En plus des deux problèmes évoqués jusqu’ici, il y en a un troisième : le vent.  Imaginons que la piscine est découverte. Alors le vent provoque des vagues. Ces vagues peuvent atteindre en général plusieurs centimètres d’amplitude et considérablement perturber les mesures du niveau de l’eau.

Pour résumer: c’est mission impossible que de trouver un cheveu fin dans une grande piscine avec un niveau d’eau changeant et des vagues.

La réponse est dans les vagues causées par le vent

Cependant, nous ne serions pas des scientifiques si nous abandonnions ici. Et il y a en effet une meilleure approche que de regarder simplement la concentration moyenne. En fait, l’information est dans les vagues. Afin d’expliquer cela, nous allons brièvement abandonner le niveau de l’eau dans la “piscine atmosphérique” et revenir aux véritables mesures de CO2 dans l’atmosphère, fournies par ICOS (Integrated Carbon Observation System). Mais restons encore un moment avec la piscine et imaginons que le flux entrant ne se produit pas à un seul endroit mais est réparti sur toute la piscine. Dans cette configuration, les vagues peuvent contenir de l’information sur le flux à proximité si elles sont mesurées en permanence et sur une longue période.

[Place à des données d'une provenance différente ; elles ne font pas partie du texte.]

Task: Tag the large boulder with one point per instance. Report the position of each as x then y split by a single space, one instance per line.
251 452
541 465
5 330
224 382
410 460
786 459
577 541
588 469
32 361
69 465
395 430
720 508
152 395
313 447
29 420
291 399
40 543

Et maintenant les mesures atmosphériques. Regardons de plus près les concentrations atmosphériques de CO2 dans une station ICOS, la tour atmosphérique près de Gartow en Allemagne. Comme toutes les stations ICOS, elle est heureusement en parfait fonctionnement pour observer l’atmosphère durant le coup d’arrêt. La concentration est mesurée en parties par million de CO2 (ppm). On peut voir des hauts et des bas dans la concentration, causés par le vent qui, en fonction de la météo, transporte les masses d’air depuis différentes zones à proximité de la tour. On peut voir la courbe générale avec une diminution au printemps et en été, et une augmentation en automne et en hiver. Et on peut voir les fluctuations causées par le vent transportant l’air de zones ayant des émissions différentes. On appelle ces zones « périmètres de mesure » (ou footprint) et à chaque instant, on peut calculer celles qui provoquent une concentration en CO2 supérieure ou inférieure. De prime abord, la variation est devenue plus faible ces dernières semaines. Deux explications sont possibles : soit le vent n’apporte que des masses d’air en provenance de zones de faibles fluctuations, soit il transporte la trace d’émissions réduites. La réponse requiert des analyses statistiques minutieuses qui n’ont pas encore été faites à ce jour. En revanche, nous sommes persuadés que la trace du coup d’arrêt lié au Covid-19 pourra être trouvée dans la variation des concentrations atmosphériques de CO2.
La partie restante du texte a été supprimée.